Absolute changes from baseline at Week 24 in LDL-C, non-HDL-C, HDL-C and TRL-C by baseline TG quintiles are shown in Figure 2(b) (and for apoB in Supplementary Material Figure 1). Significant reductions in LDL-C, non-HDL-C and apoB were observed with alirocumab treatment compared with controls across all TG quintiles, with no systematic trend towards higher or lower magnitude of changes with increasing TG quintiles overall (except for pool 4 where a larger mean reduction from baseline was observed for LDL-C and non-HDL-C with increasing TG quintiles with alirocumab versus control). Percentage changes in LDL-C, non-HDL-C, HDL-C, TRL-C and apoB were similar across baseline TG quintiles (Supplementary Material Figure 2(a) and (b), respectively).

Figure 2.

(a) Baseline mean levels of non-high-density lipoprotein cholesterol (non-HDL-C), calculated low-density lipoprotein cholesterol (LDL-C) and high-density lipoprotein cholesterol (HDL-C) and median of calculated triglyceride-rich lipoprotein cholesterol (TRL-C), and (b) mean absolute change from baseline at Week 24 in these lipid parameters per quintile of baseline triglyceride (TG) levels for each.

Alirocumab (ALI) 75/150 denotes that the dose could be increased from 75 to 150 mg at Week 12 depending on Week 8 LDL-C levels. CI: confidence interval; EZE: ezetimibe; LS: least squares; PBO: placebo.

Absolute reductions in directly measured LDL-C and TRL-C are shown in Supplementary Material Figure 3 and S4, respectively. In general, unlike calculated TRL-C, the magnitude of the reductions in directly measured TRL-C declined as baseline TG levels increased.

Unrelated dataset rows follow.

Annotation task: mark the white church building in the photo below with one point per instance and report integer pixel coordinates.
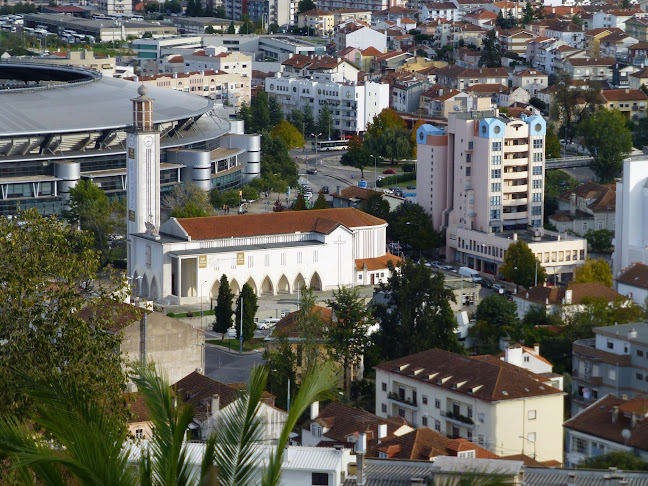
(182, 260)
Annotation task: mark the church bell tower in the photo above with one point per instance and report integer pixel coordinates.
(143, 173)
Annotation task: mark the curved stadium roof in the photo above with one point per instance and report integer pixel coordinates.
(95, 103)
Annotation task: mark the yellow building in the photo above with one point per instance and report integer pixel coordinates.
(319, 20)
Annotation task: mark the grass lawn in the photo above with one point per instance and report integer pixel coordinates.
(250, 345)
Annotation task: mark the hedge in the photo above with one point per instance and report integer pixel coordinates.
(395, 179)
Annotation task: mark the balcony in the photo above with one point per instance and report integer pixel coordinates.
(407, 402)
(515, 202)
(511, 216)
(458, 419)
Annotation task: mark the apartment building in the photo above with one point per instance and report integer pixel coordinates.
(506, 156)
(501, 407)
(614, 361)
(353, 105)
(631, 238)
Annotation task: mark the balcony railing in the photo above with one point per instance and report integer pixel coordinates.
(458, 417)
(406, 401)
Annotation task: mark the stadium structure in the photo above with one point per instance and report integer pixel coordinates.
(61, 124)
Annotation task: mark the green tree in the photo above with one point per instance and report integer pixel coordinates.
(305, 6)
(188, 201)
(608, 139)
(376, 206)
(281, 363)
(223, 311)
(325, 122)
(521, 266)
(89, 207)
(245, 115)
(320, 202)
(347, 335)
(624, 460)
(358, 158)
(599, 240)
(275, 111)
(491, 52)
(410, 224)
(287, 132)
(529, 13)
(594, 271)
(552, 146)
(48, 275)
(300, 203)
(417, 315)
(250, 307)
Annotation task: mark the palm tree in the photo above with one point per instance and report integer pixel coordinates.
(69, 438)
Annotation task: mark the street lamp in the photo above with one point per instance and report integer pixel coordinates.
(316, 137)
(201, 300)
(375, 176)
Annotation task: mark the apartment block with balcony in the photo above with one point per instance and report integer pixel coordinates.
(501, 407)
(481, 178)
(615, 361)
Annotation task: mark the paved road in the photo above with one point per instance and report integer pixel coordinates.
(229, 367)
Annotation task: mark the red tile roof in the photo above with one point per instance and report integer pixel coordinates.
(484, 378)
(636, 275)
(317, 220)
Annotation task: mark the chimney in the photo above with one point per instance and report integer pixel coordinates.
(314, 410)
(568, 297)
(215, 405)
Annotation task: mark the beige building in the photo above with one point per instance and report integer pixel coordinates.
(481, 179)
(321, 21)
(176, 348)
(501, 407)
(227, 87)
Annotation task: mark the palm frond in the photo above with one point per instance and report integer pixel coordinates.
(236, 454)
(168, 453)
(318, 384)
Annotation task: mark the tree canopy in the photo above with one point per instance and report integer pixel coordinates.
(594, 271)
(48, 274)
(608, 139)
(417, 315)
(287, 132)
(520, 266)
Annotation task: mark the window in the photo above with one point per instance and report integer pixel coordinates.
(579, 445)
(319, 479)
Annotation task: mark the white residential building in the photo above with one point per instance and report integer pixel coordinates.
(481, 179)
(353, 105)
(631, 235)
(501, 407)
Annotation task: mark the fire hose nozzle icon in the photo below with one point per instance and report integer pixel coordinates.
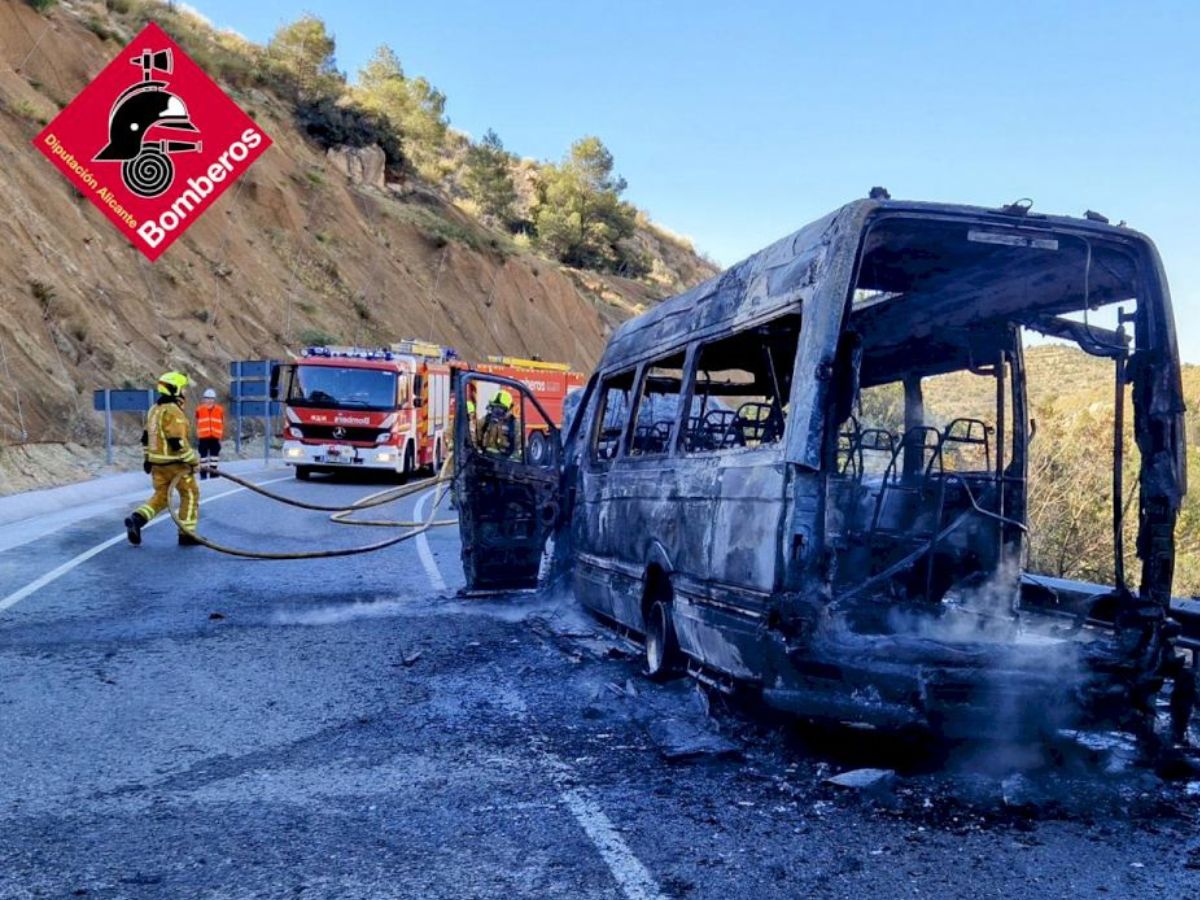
(147, 168)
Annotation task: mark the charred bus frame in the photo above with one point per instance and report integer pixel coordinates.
(714, 493)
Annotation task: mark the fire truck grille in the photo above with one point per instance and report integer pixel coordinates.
(325, 432)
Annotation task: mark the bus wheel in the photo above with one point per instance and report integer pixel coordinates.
(663, 657)
(539, 448)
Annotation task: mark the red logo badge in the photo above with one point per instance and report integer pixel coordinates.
(153, 142)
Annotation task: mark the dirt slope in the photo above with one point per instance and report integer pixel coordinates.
(294, 252)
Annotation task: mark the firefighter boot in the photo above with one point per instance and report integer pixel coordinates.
(133, 528)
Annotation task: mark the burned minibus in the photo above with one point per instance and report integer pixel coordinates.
(754, 483)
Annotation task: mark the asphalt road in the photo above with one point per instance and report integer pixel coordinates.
(178, 724)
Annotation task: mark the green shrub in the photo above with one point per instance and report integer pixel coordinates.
(316, 337)
(333, 124)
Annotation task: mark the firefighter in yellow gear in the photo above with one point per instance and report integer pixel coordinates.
(498, 435)
(168, 455)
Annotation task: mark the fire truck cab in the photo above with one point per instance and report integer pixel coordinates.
(353, 408)
(390, 408)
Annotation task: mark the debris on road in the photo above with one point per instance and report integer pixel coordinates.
(681, 741)
(870, 780)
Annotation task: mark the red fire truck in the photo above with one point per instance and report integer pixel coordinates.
(390, 408)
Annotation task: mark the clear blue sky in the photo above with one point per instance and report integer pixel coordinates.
(736, 123)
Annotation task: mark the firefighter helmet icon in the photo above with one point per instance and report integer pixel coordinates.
(147, 168)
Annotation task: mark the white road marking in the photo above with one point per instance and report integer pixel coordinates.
(75, 563)
(633, 877)
(423, 546)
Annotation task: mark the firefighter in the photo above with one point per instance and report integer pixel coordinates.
(209, 433)
(472, 417)
(498, 433)
(168, 455)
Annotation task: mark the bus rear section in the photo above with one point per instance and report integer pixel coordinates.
(811, 475)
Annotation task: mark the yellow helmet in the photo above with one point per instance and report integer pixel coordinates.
(172, 384)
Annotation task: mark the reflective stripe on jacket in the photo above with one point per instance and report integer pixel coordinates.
(210, 421)
(166, 421)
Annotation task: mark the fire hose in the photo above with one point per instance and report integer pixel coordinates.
(341, 515)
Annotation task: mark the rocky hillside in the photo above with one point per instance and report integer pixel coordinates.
(310, 246)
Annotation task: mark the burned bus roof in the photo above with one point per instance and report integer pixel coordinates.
(785, 274)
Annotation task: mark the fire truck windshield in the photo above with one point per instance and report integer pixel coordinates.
(342, 387)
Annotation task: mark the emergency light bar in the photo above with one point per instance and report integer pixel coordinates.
(517, 363)
(348, 353)
(424, 348)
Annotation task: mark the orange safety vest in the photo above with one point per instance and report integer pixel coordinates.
(210, 421)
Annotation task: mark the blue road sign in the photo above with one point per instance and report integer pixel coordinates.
(251, 408)
(253, 389)
(251, 369)
(123, 401)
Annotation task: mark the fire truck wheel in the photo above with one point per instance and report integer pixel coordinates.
(409, 463)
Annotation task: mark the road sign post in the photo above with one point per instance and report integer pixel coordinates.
(108, 426)
(250, 390)
(109, 400)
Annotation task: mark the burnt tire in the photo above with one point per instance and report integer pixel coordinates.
(664, 659)
(539, 449)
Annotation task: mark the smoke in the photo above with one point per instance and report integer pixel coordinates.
(342, 613)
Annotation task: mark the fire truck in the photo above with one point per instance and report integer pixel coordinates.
(391, 409)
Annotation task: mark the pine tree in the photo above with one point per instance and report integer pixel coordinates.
(489, 180)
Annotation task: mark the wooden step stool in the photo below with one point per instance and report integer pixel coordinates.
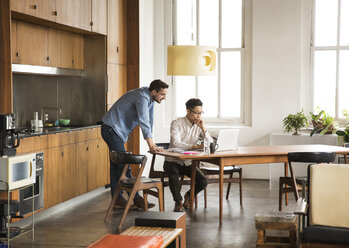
(164, 219)
(279, 221)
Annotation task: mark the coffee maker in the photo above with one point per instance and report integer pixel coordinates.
(9, 135)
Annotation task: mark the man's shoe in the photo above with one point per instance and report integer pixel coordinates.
(139, 203)
(186, 203)
(120, 203)
(178, 207)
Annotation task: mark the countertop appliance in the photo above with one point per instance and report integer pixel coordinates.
(9, 135)
(18, 171)
(26, 195)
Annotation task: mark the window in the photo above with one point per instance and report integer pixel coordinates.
(223, 24)
(330, 53)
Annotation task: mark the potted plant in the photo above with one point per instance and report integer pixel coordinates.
(323, 123)
(345, 132)
(295, 122)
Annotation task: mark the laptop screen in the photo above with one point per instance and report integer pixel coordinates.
(228, 139)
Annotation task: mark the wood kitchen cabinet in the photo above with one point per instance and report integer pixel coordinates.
(72, 50)
(117, 35)
(99, 16)
(82, 14)
(64, 12)
(82, 151)
(68, 172)
(98, 165)
(60, 180)
(38, 8)
(117, 82)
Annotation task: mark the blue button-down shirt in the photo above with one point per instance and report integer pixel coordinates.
(133, 108)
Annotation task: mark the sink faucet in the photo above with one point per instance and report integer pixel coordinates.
(43, 112)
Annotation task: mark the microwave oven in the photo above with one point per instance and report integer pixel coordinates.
(17, 172)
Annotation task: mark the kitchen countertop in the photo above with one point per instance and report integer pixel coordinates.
(25, 132)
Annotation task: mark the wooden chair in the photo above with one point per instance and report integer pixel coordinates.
(286, 184)
(327, 209)
(228, 170)
(132, 185)
(162, 175)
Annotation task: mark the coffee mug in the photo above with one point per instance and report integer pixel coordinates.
(213, 147)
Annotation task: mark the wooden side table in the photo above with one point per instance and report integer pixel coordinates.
(276, 220)
(164, 219)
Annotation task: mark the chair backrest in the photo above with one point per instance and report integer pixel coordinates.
(152, 172)
(127, 158)
(328, 195)
(311, 157)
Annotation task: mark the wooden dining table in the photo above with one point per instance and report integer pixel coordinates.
(249, 155)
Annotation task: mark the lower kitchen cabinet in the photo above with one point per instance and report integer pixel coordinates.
(98, 165)
(82, 151)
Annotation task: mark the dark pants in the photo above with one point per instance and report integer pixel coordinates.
(114, 143)
(174, 171)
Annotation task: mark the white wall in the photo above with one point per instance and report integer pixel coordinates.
(280, 63)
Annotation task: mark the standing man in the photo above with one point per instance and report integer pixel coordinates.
(186, 133)
(136, 107)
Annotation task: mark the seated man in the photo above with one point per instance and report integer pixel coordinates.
(186, 132)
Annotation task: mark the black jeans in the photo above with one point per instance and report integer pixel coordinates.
(114, 143)
(174, 170)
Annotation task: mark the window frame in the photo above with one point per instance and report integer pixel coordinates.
(246, 64)
(337, 48)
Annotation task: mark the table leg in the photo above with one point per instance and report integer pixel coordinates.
(194, 164)
(221, 175)
(286, 175)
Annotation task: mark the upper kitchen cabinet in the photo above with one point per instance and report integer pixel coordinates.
(72, 50)
(82, 14)
(117, 36)
(99, 16)
(39, 8)
(64, 12)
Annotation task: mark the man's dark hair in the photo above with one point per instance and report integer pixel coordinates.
(193, 102)
(157, 85)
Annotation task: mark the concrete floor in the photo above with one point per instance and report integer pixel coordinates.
(82, 224)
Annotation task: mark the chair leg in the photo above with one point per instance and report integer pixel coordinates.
(145, 197)
(205, 196)
(240, 186)
(111, 205)
(128, 205)
(280, 194)
(229, 184)
(160, 198)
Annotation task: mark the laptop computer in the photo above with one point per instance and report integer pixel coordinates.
(228, 139)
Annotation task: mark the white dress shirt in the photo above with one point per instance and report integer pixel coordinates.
(184, 135)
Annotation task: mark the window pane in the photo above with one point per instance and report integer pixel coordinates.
(343, 82)
(230, 84)
(208, 22)
(185, 89)
(231, 23)
(186, 22)
(208, 93)
(344, 34)
(325, 80)
(326, 22)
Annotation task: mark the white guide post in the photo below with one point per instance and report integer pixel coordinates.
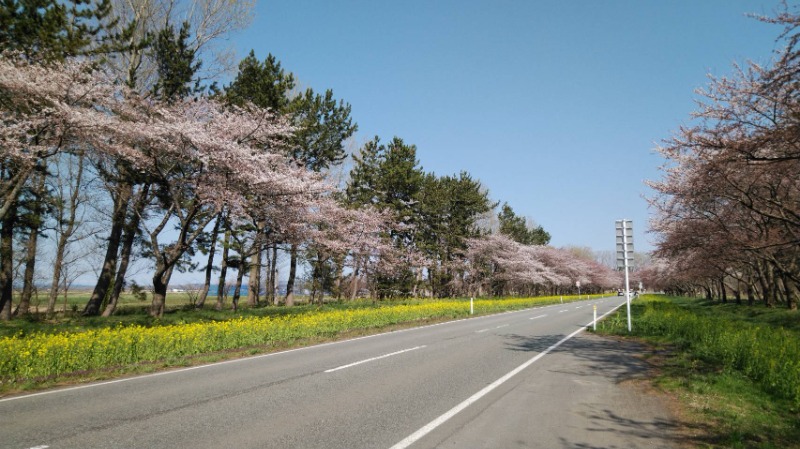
(625, 257)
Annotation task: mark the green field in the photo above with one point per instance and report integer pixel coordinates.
(733, 369)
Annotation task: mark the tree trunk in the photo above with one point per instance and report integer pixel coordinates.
(30, 267)
(7, 263)
(254, 279)
(33, 237)
(66, 235)
(238, 289)
(273, 287)
(289, 300)
(223, 271)
(131, 228)
(110, 262)
(159, 294)
(201, 300)
(354, 282)
(789, 292)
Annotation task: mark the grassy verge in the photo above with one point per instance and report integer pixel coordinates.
(734, 370)
(41, 354)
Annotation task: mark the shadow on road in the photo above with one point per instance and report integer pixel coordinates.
(605, 363)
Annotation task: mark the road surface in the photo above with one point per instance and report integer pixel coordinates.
(529, 378)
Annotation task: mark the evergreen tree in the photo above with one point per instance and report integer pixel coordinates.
(265, 84)
(323, 125)
(517, 228)
(176, 64)
(45, 30)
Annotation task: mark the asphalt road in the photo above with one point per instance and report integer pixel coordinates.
(520, 379)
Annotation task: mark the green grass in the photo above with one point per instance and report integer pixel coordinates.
(735, 369)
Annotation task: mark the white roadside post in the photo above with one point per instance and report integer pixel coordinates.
(625, 257)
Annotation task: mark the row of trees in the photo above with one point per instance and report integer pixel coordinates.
(728, 206)
(114, 132)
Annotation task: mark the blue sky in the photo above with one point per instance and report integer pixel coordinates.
(555, 106)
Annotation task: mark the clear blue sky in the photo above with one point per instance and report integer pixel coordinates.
(555, 106)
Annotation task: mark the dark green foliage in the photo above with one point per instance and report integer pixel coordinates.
(517, 229)
(56, 30)
(322, 127)
(450, 208)
(263, 84)
(176, 64)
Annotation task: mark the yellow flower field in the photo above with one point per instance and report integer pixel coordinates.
(39, 356)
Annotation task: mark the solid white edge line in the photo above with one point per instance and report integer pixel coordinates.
(428, 428)
(373, 359)
(271, 354)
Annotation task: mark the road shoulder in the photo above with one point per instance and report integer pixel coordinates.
(591, 392)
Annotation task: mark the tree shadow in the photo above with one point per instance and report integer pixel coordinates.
(619, 361)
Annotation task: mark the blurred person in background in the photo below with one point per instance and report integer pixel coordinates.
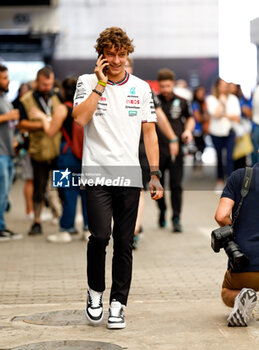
(181, 89)
(245, 125)
(201, 116)
(177, 111)
(224, 111)
(165, 127)
(255, 119)
(62, 120)
(7, 115)
(43, 150)
(27, 173)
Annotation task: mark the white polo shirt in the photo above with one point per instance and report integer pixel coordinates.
(111, 138)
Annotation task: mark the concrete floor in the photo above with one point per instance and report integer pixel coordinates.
(175, 296)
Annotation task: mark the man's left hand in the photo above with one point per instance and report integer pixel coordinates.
(155, 188)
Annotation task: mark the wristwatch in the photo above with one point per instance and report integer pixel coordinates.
(158, 173)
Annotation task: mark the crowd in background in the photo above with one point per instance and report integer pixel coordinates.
(45, 135)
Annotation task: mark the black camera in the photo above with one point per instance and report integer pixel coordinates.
(223, 237)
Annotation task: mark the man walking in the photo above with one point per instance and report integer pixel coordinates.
(112, 105)
(179, 115)
(7, 116)
(43, 150)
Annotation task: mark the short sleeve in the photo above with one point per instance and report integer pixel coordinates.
(83, 90)
(23, 114)
(148, 107)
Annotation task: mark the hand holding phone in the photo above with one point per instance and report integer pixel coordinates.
(101, 67)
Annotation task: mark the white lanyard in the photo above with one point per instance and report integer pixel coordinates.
(46, 106)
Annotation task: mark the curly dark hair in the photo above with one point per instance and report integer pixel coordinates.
(114, 37)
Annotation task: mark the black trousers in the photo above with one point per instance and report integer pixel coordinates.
(103, 204)
(176, 175)
(40, 178)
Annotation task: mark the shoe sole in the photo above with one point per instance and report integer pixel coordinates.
(243, 309)
(2, 239)
(116, 325)
(16, 237)
(94, 322)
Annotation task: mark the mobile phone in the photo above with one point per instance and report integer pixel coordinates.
(105, 70)
(154, 193)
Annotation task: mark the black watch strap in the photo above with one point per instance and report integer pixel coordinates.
(158, 173)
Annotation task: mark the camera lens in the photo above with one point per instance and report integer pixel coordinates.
(237, 259)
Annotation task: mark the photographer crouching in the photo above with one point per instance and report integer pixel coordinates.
(237, 214)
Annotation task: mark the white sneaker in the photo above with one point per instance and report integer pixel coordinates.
(46, 215)
(86, 235)
(61, 237)
(245, 302)
(94, 307)
(29, 216)
(116, 318)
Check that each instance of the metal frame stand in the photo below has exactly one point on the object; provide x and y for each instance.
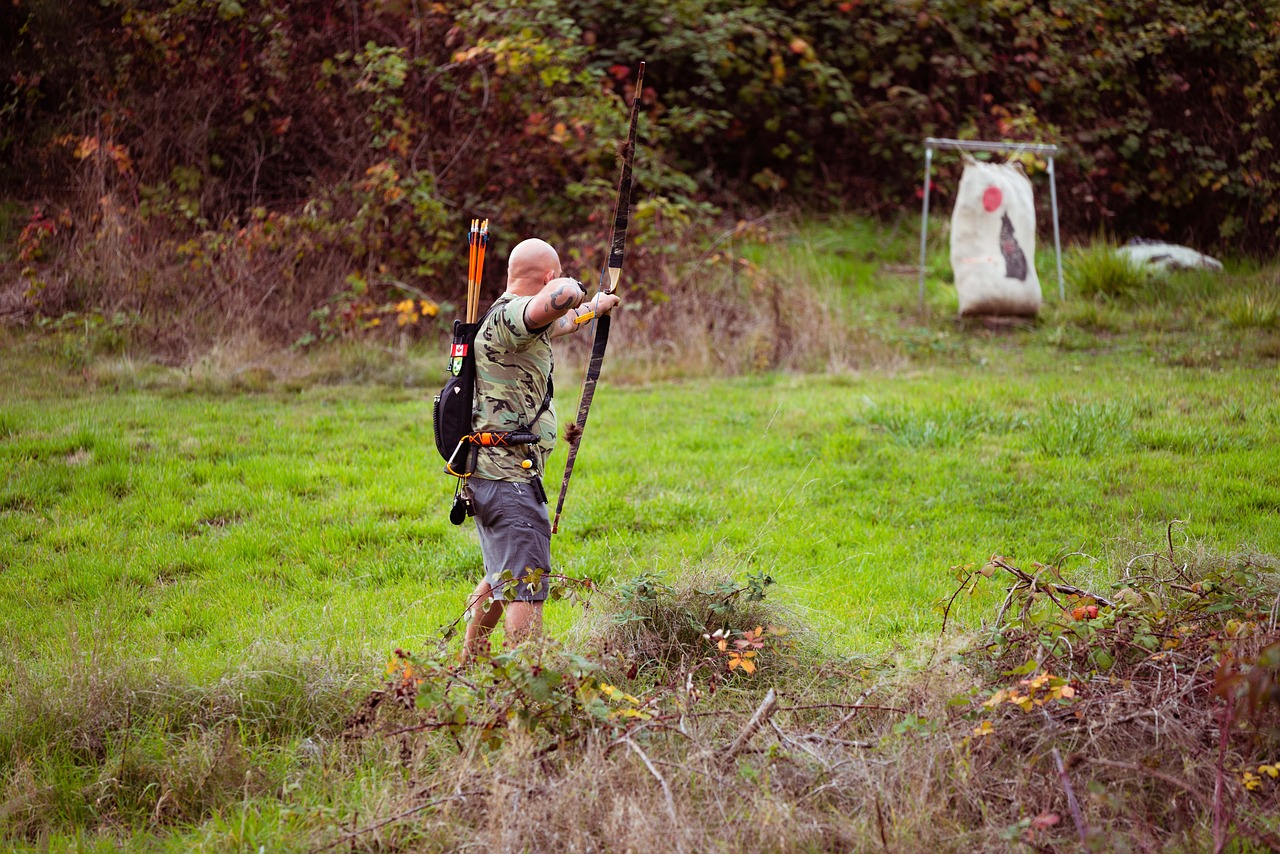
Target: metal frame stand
(1050, 151)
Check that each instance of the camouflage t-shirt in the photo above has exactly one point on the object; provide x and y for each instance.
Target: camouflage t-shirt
(513, 365)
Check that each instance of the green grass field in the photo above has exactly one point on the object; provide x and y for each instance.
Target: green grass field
(205, 533)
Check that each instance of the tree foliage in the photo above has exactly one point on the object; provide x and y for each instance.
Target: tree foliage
(233, 144)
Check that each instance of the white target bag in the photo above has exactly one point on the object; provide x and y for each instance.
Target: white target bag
(993, 241)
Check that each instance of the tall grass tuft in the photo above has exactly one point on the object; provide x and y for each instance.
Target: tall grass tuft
(1252, 310)
(1102, 270)
(1072, 428)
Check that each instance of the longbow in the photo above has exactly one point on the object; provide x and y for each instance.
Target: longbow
(609, 274)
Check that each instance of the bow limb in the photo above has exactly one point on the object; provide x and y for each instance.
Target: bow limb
(609, 275)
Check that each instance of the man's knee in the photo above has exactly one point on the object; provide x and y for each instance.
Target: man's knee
(524, 621)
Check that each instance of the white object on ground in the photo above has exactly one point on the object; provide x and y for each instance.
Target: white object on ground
(993, 241)
(1166, 256)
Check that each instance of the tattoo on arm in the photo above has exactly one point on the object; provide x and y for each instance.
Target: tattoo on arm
(562, 297)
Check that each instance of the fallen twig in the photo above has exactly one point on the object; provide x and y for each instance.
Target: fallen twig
(763, 712)
(666, 791)
(1080, 827)
(396, 818)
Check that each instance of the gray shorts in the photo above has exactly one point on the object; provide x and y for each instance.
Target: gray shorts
(515, 534)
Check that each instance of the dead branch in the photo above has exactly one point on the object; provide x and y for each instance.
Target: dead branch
(763, 712)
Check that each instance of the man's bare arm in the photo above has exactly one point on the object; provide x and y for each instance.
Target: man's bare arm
(553, 301)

Relationship between baseline TG levels, LDL-C and non-HDL-C goal attainment

Overall, treatment with alirocumab had significantly greater proportions of patients achieving LDL-C and non-HDL-C goals compared with control, particularly when compared with placebo (pools 1–2), but also when ezetimibe was the comparator (pools 3–4).

Among patients on background statins (pools 1–3), either treated with alirocumab or controls, the proportion of patients achieving non-HDL-C goals was significantly lower with increasing baseline TG quintiles (p < 0.05 for trend-tests), particularly among those in TG quintiles Q4–Q5 (Figure 3). By contrast, the proportions of patients achieving LDL-C goals were not significantly different across TG quintiles, whether treated with alirocumab or control. The only exception was patients on alirocumab in pool 3. Among patients not receiving statins as background therapy (pool 4), higher TG levels were associated with significantly lower proportions of patients achieving LDL-C and non-HDL-C goals (p < 0.05 for trend-tests), both in the alirocumab and ezetimibe groups (Figure 3).

Figure 3.

Proportion of patients achieving goals at Week 24 for non-high-density lipoprotein cholesterol (non-HDL-C) and calculated low-density lipoprotein cholesterol (LDL-C) by baseline triglyceride (TG) quintiles.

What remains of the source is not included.